TUCSON, Ariz. – Surgeons from the University of Arizona Department of Surgery Southern Arizona Limb Salvage Alliance (SALSA) performed a first-ever “micrografting skin expansion” procedure on a diabetic foot wound at University Medical Center last week. The procedure, designed to replace certain types of skin grafting, takes a much smaller amount of grafting than previously required.
The procedure involves taking a small skin specimen from the patient. Then, using a special device, the skin is finely minced and spread on the wound, covering the surface many times wider than the skin sample itself.
Micrografting skin is not a new technique, but the procedure performed by David G. Armstrong, DPM, PhD, UA professor of surgery and SALSA director, and his vascular surgery team was the first ever using a technique made possible with a new device developed by Elof Eriksson, MD, PhD, of Harvard University.
“People in the past have had to mince up skin in a very inelegant fashion that took a lot of time and led to invariably unpredictable results.

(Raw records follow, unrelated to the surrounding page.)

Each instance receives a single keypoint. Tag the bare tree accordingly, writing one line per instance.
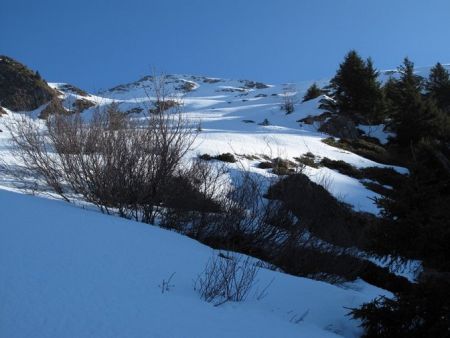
(226, 278)
(117, 163)
(289, 99)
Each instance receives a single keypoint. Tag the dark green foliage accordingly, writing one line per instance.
(342, 167)
(225, 157)
(385, 176)
(313, 92)
(438, 87)
(265, 122)
(265, 165)
(308, 159)
(356, 89)
(282, 166)
(161, 106)
(419, 208)
(413, 117)
(21, 89)
(318, 210)
(363, 147)
(421, 312)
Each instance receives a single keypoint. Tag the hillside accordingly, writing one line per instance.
(68, 272)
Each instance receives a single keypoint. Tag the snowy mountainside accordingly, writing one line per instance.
(68, 272)
(244, 118)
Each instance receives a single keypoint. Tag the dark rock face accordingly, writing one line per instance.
(20, 87)
(54, 107)
(340, 126)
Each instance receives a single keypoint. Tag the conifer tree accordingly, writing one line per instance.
(356, 89)
(413, 117)
(438, 87)
(313, 92)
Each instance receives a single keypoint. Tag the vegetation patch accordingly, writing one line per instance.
(81, 104)
(225, 157)
(308, 159)
(364, 148)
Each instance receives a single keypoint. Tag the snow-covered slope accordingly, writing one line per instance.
(68, 272)
(230, 113)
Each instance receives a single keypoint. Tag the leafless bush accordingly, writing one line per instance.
(166, 284)
(288, 100)
(112, 161)
(226, 278)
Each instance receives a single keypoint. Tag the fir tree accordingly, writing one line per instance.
(356, 89)
(313, 92)
(438, 87)
(412, 116)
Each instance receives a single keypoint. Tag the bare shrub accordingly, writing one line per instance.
(118, 164)
(288, 100)
(226, 278)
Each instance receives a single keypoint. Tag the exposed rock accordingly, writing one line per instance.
(81, 104)
(135, 110)
(21, 89)
(253, 84)
(68, 88)
(54, 107)
(310, 119)
(340, 126)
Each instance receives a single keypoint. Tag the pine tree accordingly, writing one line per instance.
(356, 89)
(412, 116)
(313, 92)
(438, 87)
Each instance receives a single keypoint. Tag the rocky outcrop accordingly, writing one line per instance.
(340, 126)
(55, 106)
(22, 89)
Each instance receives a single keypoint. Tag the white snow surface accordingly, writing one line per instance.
(69, 272)
(230, 113)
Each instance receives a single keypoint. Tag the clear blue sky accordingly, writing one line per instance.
(97, 44)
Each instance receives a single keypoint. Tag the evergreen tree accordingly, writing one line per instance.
(438, 87)
(313, 92)
(416, 226)
(412, 116)
(356, 89)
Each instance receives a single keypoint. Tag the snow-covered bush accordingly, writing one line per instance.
(118, 164)
(226, 278)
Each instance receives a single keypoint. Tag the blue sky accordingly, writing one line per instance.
(98, 44)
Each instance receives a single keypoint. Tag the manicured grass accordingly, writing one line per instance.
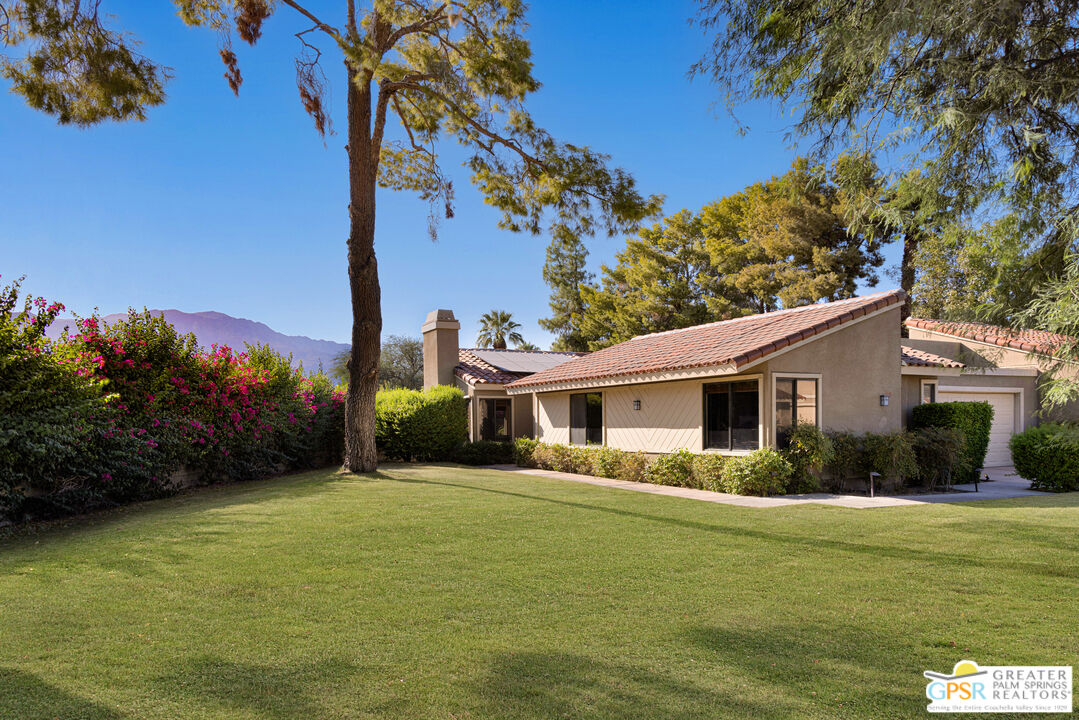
(437, 592)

This new ‘self-contained’ procedure should allow us to do these procedures in minor-procedure rooms and in outpatient clinics, as well as in the operating room. That is a significant step forward,” Dr. Armstrong explained.
“In many cases, we can take a postage stamp-sized piece of skin and expand it to 10 or more times its previous area,” he said. “We’re excited to see what the potential of this new procedure brings our highest-risk patients.
“Advances in wound care offer hope for patients who have acute and chronic wounds. We think this procedure could potentially help our patients with diabetes at high risk for amputation and also help many of our soldiers on the front lines who suffer devastating injuries,” Dr. Armstrong said.